Hal itu diungkapkan Andra Soni usai menerima kunjungan General Manager (GM) PLN UID Banten yang baru, Tonny Bellamy, bersama jajaran di Gedung Negara Provinsi Banten, Kota Serang, Rabu (29/7/2026).
Gubernur mengatakan, Provinsi Banten merupakan daerah pemasok listrik untuk wilayah Jawa dan Bali melalui Saluran Udara Tegangan Ekstra Tinggi (SUTET) bertegangan 500 kV. Saat ini, cadangan daya listrik yang masih tersedia sebesar 3.750 megawatt.
“Dengan jumlah ketersediaan listrik yang cukup besar itu, saya menjamin pasokan untuk industri aman. Ini juga sebagai dukungan untuk menjadikan Provinsi Banten sebagai daerah pusat industri hilirisasi,” katanya.
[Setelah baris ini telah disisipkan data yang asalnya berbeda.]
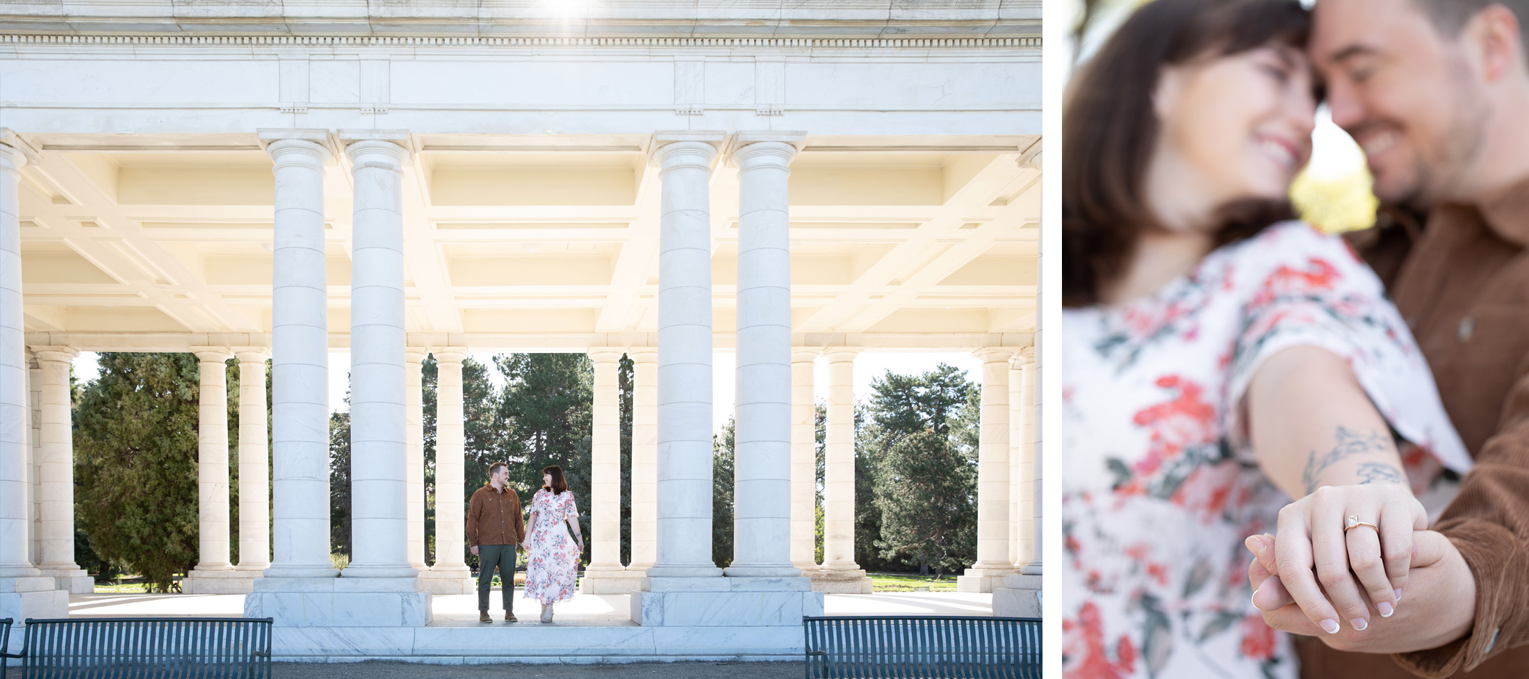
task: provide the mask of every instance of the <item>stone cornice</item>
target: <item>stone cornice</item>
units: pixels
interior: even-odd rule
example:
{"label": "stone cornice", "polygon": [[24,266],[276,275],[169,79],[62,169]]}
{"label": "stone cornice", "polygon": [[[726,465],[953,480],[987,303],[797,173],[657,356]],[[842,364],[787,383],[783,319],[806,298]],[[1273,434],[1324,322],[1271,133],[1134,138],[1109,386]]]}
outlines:
{"label": "stone cornice", "polygon": [[0,35],[0,46],[182,47],[700,47],[700,49],[1040,49],[1037,37],[960,38],[673,38],[407,35]]}

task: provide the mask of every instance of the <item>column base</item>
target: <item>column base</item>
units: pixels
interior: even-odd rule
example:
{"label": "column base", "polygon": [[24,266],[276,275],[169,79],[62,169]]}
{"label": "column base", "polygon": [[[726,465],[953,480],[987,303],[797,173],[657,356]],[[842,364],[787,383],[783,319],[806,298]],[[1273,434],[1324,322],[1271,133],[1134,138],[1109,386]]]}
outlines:
{"label": "column base", "polygon": [[476,593],[477,581],[472,580],[472,572],[466,566],[457,566],[451,570],[420,570],[414,577],[414,592]]}
{"label": "column base", "polygon": [[870,578],[862,569],[816,569],[812,590],[827,593],[870,593]]}
{"label": "column base", "polygon": [[[0,618],[11,618],[15,625],[28,618],[67,618],[69,592],[57,586],[54,578],[40,575],[0,578]],[[21,647],[21,635],[15,629],[11,630],[11,639],[15,648]]]}
{"label": "column base", "polygon": [[255,590],[255,578],[261,570],[199,570],[193,569],[180,581],[180,592],[185,593],[249,593]]}
{"label": "column base", "polygon": [[1014,567],[1006,569],[966,569],[965,573],[956,577],[956,592],[992,592],[994,587],[1003,587],[1003,578],[1014,575]]}
{"label": "column base", "polygon": [[277,627],[424,627],[430,592],[414,578],[260,578],[245,596],[245,618]]}
{"label": "column base", "polygon": [[1015,573],[992,589],[992,615],[1000,618],[1041,616],[1041,577]]}
{"label": "column base", "polygon": [[631,621],[644,627],[801,625],[823,615],[807,578],[642,578]]}
{"label": "column base", "polygon": [[92,593],[95,592],[95,578],[90,577],[84,569],[37,569],[44,577],[54,578],[57,583],[55,589],[61,589],[69,593]]}
{"label": "column base", "polygon": [[631,593],[642,586],[644,573],[627,569],[584,569],[578,578],[578,593]]}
Apalagi, untuk saluran listrik ke rumah tangga saat ini capaiannya sudah mencapai 99,94 persen. Hanya tinggal satu titik lagi yang masih menjadi pekerjaan rumah untuk masalah ini yakni di Pulau Tunda, Kabupaten Serang.
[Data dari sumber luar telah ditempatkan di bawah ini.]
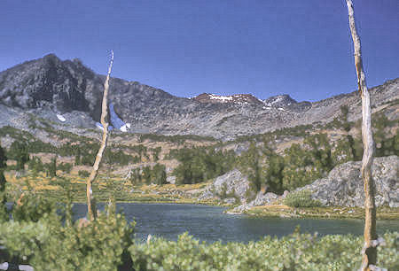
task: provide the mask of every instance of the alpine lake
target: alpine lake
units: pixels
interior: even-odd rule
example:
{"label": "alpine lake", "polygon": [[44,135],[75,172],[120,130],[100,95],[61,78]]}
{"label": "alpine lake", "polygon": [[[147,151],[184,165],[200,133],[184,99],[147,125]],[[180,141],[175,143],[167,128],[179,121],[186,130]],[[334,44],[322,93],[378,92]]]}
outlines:
{"label": "alpine lake", "polygon": [[[99,204],[103,210],[105,205]],[[226,208],[190,204],[117,204],[129,221],[135,221],[135,235],[138,242],[146,240],[148,235],[176,240],[188,232],[200,241],[258,241],[266,236],[283,236],[292,234],[297,226],[302,233],[317,232],[319,236],[353,234],[360,236],[364,227],[362,220],[259,218],[246,214],[228,214]],[[74,204],[74,218],[84,217],[85,204]],[[378,221],[379,234],[399,230],[399,221]]]}

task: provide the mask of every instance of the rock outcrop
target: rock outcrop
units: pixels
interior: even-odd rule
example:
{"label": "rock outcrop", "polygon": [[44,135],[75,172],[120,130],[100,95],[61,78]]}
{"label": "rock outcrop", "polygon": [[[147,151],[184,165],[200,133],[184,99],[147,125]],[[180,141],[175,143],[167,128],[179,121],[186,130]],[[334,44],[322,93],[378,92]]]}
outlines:
{"label": "rock outcrop", "polygon": [[[297,190],[309,190],[312,197],[325,205],[364,205],[364,190],[360,174],[361,162],[347,162],[333,168],[328,176]],[[399,207],[399,157],[375,158],[372,176],[377,206]]]}
{"label": "rock outcrop", "polygon": [[214,182],[199,197],[199,199],[217,198],[227,204],[246,204],[248,198],[253,198],[254,195],[248,177],[239,170],[233,169],[215,178]]}

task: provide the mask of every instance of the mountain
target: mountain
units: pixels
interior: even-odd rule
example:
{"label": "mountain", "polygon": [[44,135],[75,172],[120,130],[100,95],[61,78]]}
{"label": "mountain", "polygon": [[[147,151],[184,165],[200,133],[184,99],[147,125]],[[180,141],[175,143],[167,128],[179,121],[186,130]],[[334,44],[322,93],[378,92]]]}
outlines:
{"label": "mountain", "polygon": [[231,105],[262,105],[263,102],[251,94],[235,94],[230,96],[219,96],[215,94],[202,93],[192,98],[200,103],[231,104]]}
{"label": "mountain", "polygon": [[[79,59],[61,60],[53,54],[0,73],[0,126],[27,126],[26,112],[55,122],[64,129],[95,128],[100,118],[105,76]],[[374,111],[387,106],[388,118],[398,118],[399,78],[371,89]],[[118,78],[110,81],[110,103],[130,132],[210,136],[228,140],[277,128],[332,121],[348,105],[348,119],[361,117],[356,91],[316,103],[298,103],[287,95],[264,101],[249,94],[194,98],[172,96],[162,89]],[[12,117],[11,117],[12,116]],[[17,120],[18,119],[18,120]]]}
“Itu dalam waktu dekat akan diselesaikan sehingga capaiannya dipastikan sudah 100 persen untuk aliran listrik ke rumah tangga,” katanya.
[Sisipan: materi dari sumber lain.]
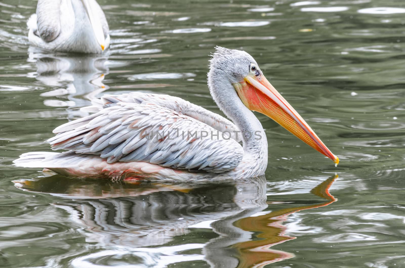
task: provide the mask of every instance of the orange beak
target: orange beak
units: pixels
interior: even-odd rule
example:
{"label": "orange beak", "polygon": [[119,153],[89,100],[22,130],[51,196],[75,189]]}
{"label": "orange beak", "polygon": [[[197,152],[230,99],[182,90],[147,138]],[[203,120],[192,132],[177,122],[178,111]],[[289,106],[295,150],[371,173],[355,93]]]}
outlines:
{"label": "orange beak", "polygon": [[261,113],[279,124],[304,143],[333,160],[339,159],[324,144],[307,122],[261,73],[251,74],[233,84],[239,97],[249,110]]}

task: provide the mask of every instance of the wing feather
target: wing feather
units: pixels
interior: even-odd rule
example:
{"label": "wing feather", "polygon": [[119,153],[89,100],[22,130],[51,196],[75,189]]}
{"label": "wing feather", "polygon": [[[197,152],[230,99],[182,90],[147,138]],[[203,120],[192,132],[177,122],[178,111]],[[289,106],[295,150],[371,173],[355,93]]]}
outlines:
{"label": "wing feather", "polygon": [[231,138],[238,142],[242,140],[239,129],[232,122],[211,111],[183,99],[167,95],[134,92],[119,95],[104,95],[100,99],[92,100],[91,106],[83,107],[83,111],[89,113],[116,105],[119,102],[155,104],[196,119],[220,132],[226,131]]}
{"label": "wing feather", "polygon": [[115,103],[57,128],[48,140],[52,148],[98,155],[109,163],[147,162],[215,173],[232,170],[243,157],[236,141],[220,133],[217,138],[205,136],[217,130],[195,118],[143,101]]}
{"label": "wing feather", "polygon": [[41,38],[51,42],[60,33],[60,0],[38,0],[36,5],[37,30]]}

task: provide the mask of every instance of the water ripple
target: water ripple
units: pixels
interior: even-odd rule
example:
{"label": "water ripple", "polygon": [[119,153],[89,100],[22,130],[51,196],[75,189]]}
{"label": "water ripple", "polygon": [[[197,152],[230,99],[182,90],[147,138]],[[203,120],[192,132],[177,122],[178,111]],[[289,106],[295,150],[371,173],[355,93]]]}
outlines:
{"label": "water ripple", "polygon": [[347,6],[329,6],[327,7],[303,7],[303,12],[341,12],[348,10]]}
{"label": "water ripple", "polygon": [[196,76],[192,72],[151,72],[147,74],[134,74],[127,77],[128,80],[155,80],[158,79],[179,79],[186,77],[194,77]]}
{"label": "water ripple", "polygon": [[359,9],[357,12],[361,14],[390,14],[405,13],[405,9],[399,7],[372,7]]}

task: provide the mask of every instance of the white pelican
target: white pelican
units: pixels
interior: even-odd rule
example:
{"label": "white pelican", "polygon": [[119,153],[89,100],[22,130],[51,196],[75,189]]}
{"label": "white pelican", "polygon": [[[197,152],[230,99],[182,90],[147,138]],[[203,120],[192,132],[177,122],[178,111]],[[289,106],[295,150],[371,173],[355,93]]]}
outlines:
{"label": "white pelican", "polygon": [[28,153],[14,163],[71,176],[114,179],[203,181],[255,177],[263,174],[267,166],[267,140],[250,110],[269,116],[339,163],[246,52],[217,47],[210,60],[208,86],[234,124],[176,97],[105,95],[85,107],[94,113],[54,130],[56,135],[48,140],[52,149],[69,151]]}
{"label": "white pelican", "polygon": [[38,0],[27,24],[30,43],[43,49],[96,53],[110,45],[108,24],[96,0]]}

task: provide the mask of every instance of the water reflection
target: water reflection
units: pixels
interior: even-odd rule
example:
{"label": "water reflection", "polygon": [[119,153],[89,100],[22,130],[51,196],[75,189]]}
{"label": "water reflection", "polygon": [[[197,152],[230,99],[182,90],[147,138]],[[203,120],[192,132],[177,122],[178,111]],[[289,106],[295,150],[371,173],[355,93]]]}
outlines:
{"label": "water reflection", "polygon": [[109,72],[108,56],[45,52],[31,47],[28,61],[35,62],[36,72],[29,74],[53,89],[41,94],[44,104],[67,107],[68,117],[83,116],[79,108],[108,87],[102,80]]}
{"label": "water reflection", "polygon": [[[263,211],[280,203],[266,202],[264,176],[198,186],[70,180],[59,175],[14,182],[26,191],[71,200],[53,204],[70,214],[87,242],[104,249],[75,259],[75,267],[112,264],[125,257],[140,267],[204,260],[213,267],[250,267],[294,256],[271,248],[295,238],[285,234],[282,223],[294,212],[336,201],[328,189],[336,177],[311,191],[325,202],[272,211]],[[198,242],[179,243],[191,228],[193,235],[200,236],[193,240]],[[213,238],[209,229],[217,236]]]}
GM PLN UID Banten Tonny Bellamy menegaskan jika pihaknya siap mendukung segala kebijakan pemerintah dalam upaya peningkatan perekonomian dan kesejahteraan masyarakat. Salah satunya melalui pasokan aliran listrik ke daerah-daerah pusat industri.
“Insya Allah dengan cadangan daya yang ada kita bisa memanfaatkan untuk sambungan ke industri, pusat bisnis dan masyarakat, sehingga perekonomian di Banten bisa semakin maju,” katanya.
Sumber cadangan itu, kata Tonny, berasal dari sejumlah pembangkit listrik yang terkoneksi ke dalam enam subsistem Jawa, Madura, dan Bali melalui aliran SUTET. “Termasuk dari pembangkit listrik Energi Baru Terbarukan (EBT),” katanya.